There are things in our daily lives that we ignore. And that we overlook. And during the pandemic, those became the things that we missed when they were gone. We see those every day, unspoken connections that we make with each other woven throughout Our Town.

We wanted, as a company to be cognizant of these little things—the things we take for granted—the things that Emily realizes when she looks back as she’s saying goodbye. 

It’s a very diverse cast in every way.  George and Emily are Syracuse University drama students.  And it also includes wonderful professional actors in town,  actors who also teach at the university, and  several actors up from New York City. So we have a wonderful blend of perspectives.  And because many cast members call central New York home, the community coming to see the show will see themselves on stage.  This “diverse” casting seemed like a wonderful way to celebrate this great play.

Tappan: Can you tell us about a part of the play that is difficult for the actors to grapple with?

Bob: Absolutely. There is a small moment, very difficult to get right, at the beginning of the wedding. It’s when George comes down the aisle and has a panic attack. He’s upset!  And when his mother comes to him he says, “Oh ma, I just to be a fella.”  But then a beat later, he says, “Ma, save Thursday nights. We’ll have dinner!” -- he’s suddenly back to himself.  The transition there is so abrupt.

Tappan: That is indeed a very mixed-message moment! I can see why it’s tricky for an acter to handle.  There was a production at Long Wharf some years ago.  The actor just stood up taller, as if he had become a man.  The internal adjustment was very dramatic.

Bob: That’s good. I’ll keep it in mind.

Tappy: Incidentally, there is a lot of laughter and humor in Our Town.

Bob: I agree with you, and I think we’re finding some of that humor.  Our preconception is that it’s such a somber play, and many ways it really isn’t.

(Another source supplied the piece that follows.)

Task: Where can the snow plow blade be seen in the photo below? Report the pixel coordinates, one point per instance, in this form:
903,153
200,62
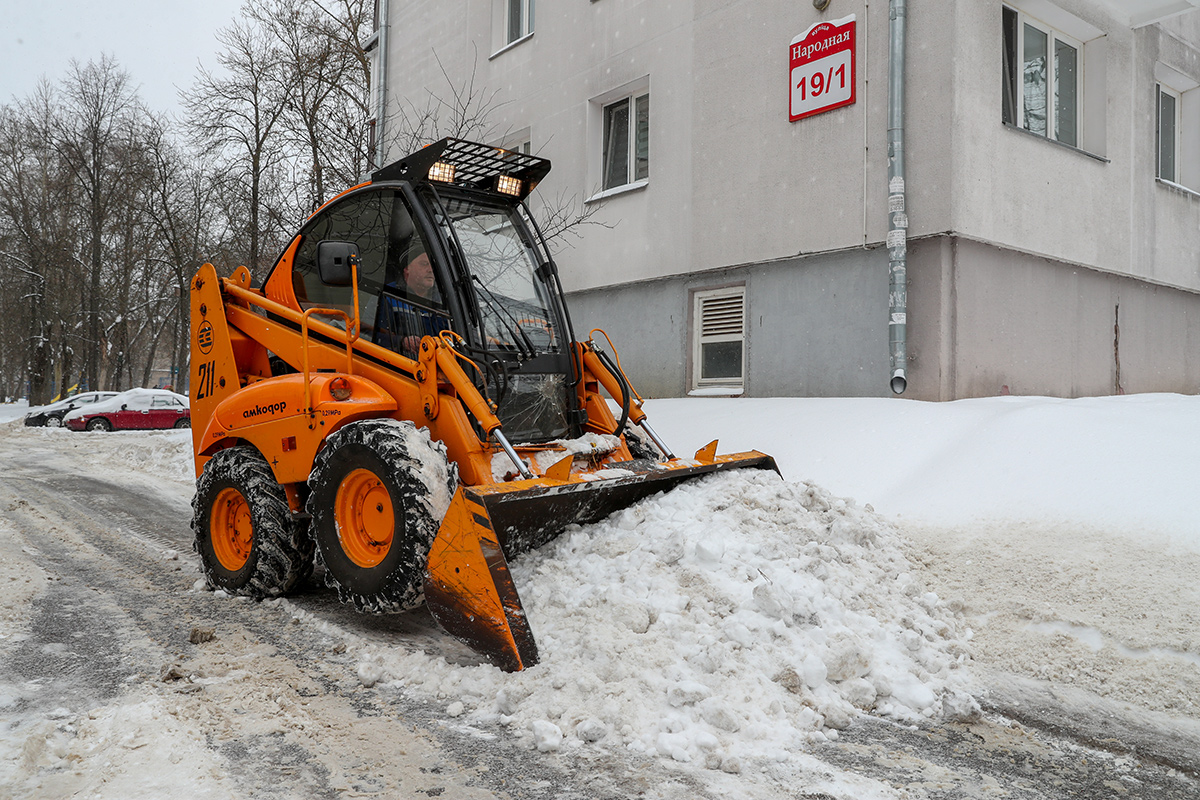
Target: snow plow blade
467,582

Tappan: That’s great.  Well, you know Thornton always said there’s no plot in the play. You know what’s going to happen in every act.  It’s just what happens in his novel, The Bridge of San Luis Rey; the dramatic suspense is taken away in the first few sentences.  That’s why people have struggled to adapt it for the stage, to find the novel’s nevertheless very real “dramatic” elements.

Bob: It’s true.  There’s no suspense. But it’s like with Brecht, when the plot is taken off the table, you can pay attention to the characters.

Tappan: The third act is a tough. How is that working out?

Bob: The third act is the tough one.  We’ve got an original score of solo cello that weaves its way in and out of the acts and we also have a water element in our production.  It came out of the idea that Syracuse in so many ways has been defined by water—the Eerie Canal, the Onondaga Lake which gave Syracuse it’s early affluence—so there are pools of water that the audience sees as the play evolves.  In the third act, when Emily returns to visit her mother on her 12th birthday, those moments take place in these one-inch deep pools of water. And the sound of the water reminds us that we’re in a different time.    

I didn’t want to get ultra local because I wanted the universality of the play to come forward, but I wanted to acknowledged the fact that we are doing this play in central New York, hopefully as we emerge from the pandemic.

Tappan: Fascinating staging, Bob. Now one final question: Why do you think Wilder’s work continues to resonate with us all, so many years later?

Bob: It is because the truths that Thornton Wilder included in Our Town are truths that transcend time. Those truths are as relevant to me today as they were when I was an undergrad learning about Thornton Wilder and Our Town.  I believe that those truths are constant in this changing world.  Our Town is a touchstone. Through whatever lens we look at the play, we can see something of our own lives and that gives us some insight into our condition.  It’s such a beautiful play to live with.  This is a play you don’t walk away from.

Tappan: Thank you, Bob for this moving tribute to Our Town.